Now political terrorism has come to Moscow – an explosion on a crowded underground train leaving four people dead and many injured …

As part of my research for this book I dug out the videotapes of my BBC news reports from Russia between 1987 and 1997. I was startled to be reminded how many of them were devoted to ethnic and nationalist disturbances in the outlying republics of the USSR. I reported on the escalating conflicts in the south of the USSR that drove Armenians, Azeris, Ukrainians, Georgians, Moldovans and others to rebel against Soviet rule. And I reported on the Kremlin’s sometimes brutal attempts to hold the Soviet Union together. In the 1990s, another ethnic group rose in anger and revolt. The previous rebellions had been in the non-Russian Soviet republics, but Chechnya was part of Russia itself, and its drive for independence from the hated Russian yoke would become the greatest domestic challenge for Boris Yeltsin and his successors.

The south has always been a problem for Russia, and in many ways a problem of her own making. The ethnic flashpoints of the 1980s and 1990s, and the terrorist bombs that still explode in Moscow today, all sprang from seeds that were sown many centuries earlier. Russia’s south is a dangerous frontier – unruly, angry and brutal, but rich in physical resources, geographically beautiful and strategically vital. From the earliest times, Russians eyed its fierce nomadic tribes with suspicion and fear, and the experience of conquest by the Mongols instilled a lasting desire to secure the country’s borders (see here).

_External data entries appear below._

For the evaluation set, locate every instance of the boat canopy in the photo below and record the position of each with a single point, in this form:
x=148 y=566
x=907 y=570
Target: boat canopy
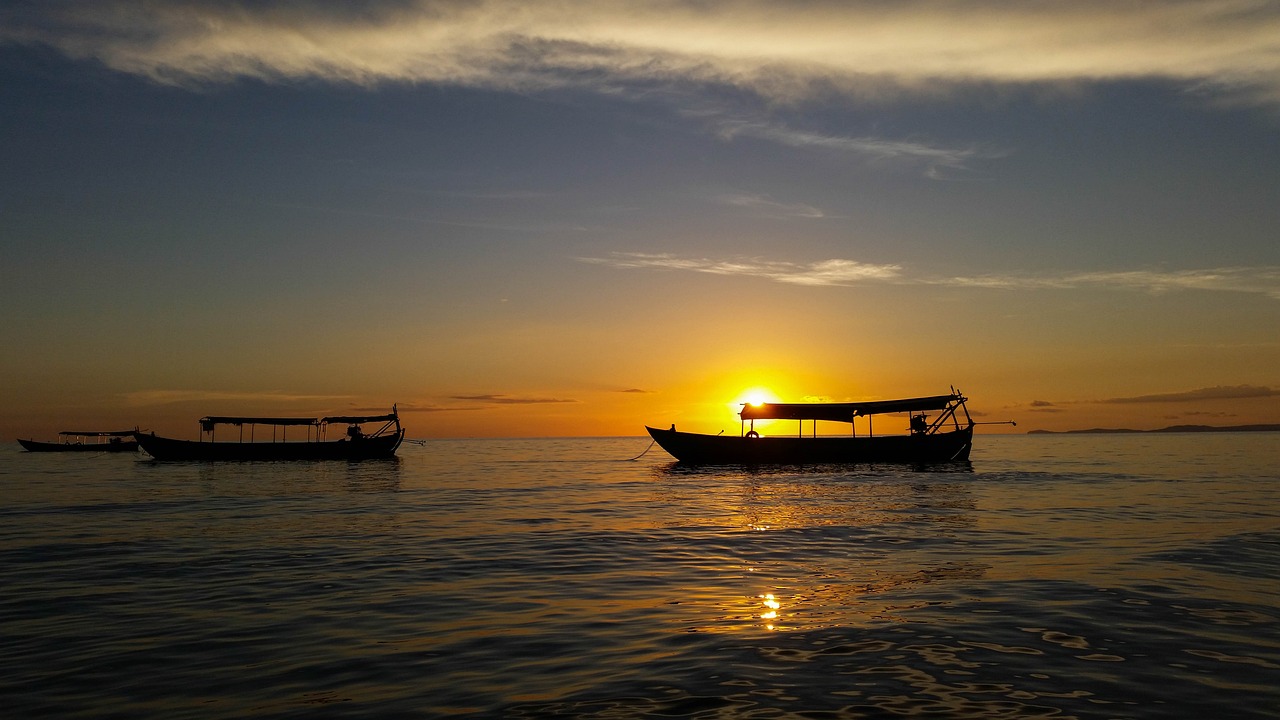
x=845 y=411
x=97 y=433
x=232 y=420
x=359 y=419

Through several centuries, a succession of tsars tried to drive Russia’s potential enemies ever further from her heartlands by expanding the Russian Empire in all directions. In the east, the policy was largely successful, with Siberia becoming a loyal part of Russia itself (see here). In the north and west, buffer states were acquired but failed to prevent invasions by the Swedes, Prussians, Lithuanians, French, Poles and Germans. But it was in the south that Russia’s expansionist ambitions met the fiercest resistance and unleashed the longest-lasting problems.

When Ivan the Terrible launched a drive to annex the southern lands in the sixteenth century, he initiated a struggle that would dog Russia for four centuries. He captured the Muslim khanates of Kazan and Astrakhan, but lost territory to the Crimean Tartars, who sacked and briefly held Moscow in 1571, taking many of its inhabitants as slaves. The Muslim warlords were the bogeymen of the Russian psyche; the south was a source of menace, terror and death.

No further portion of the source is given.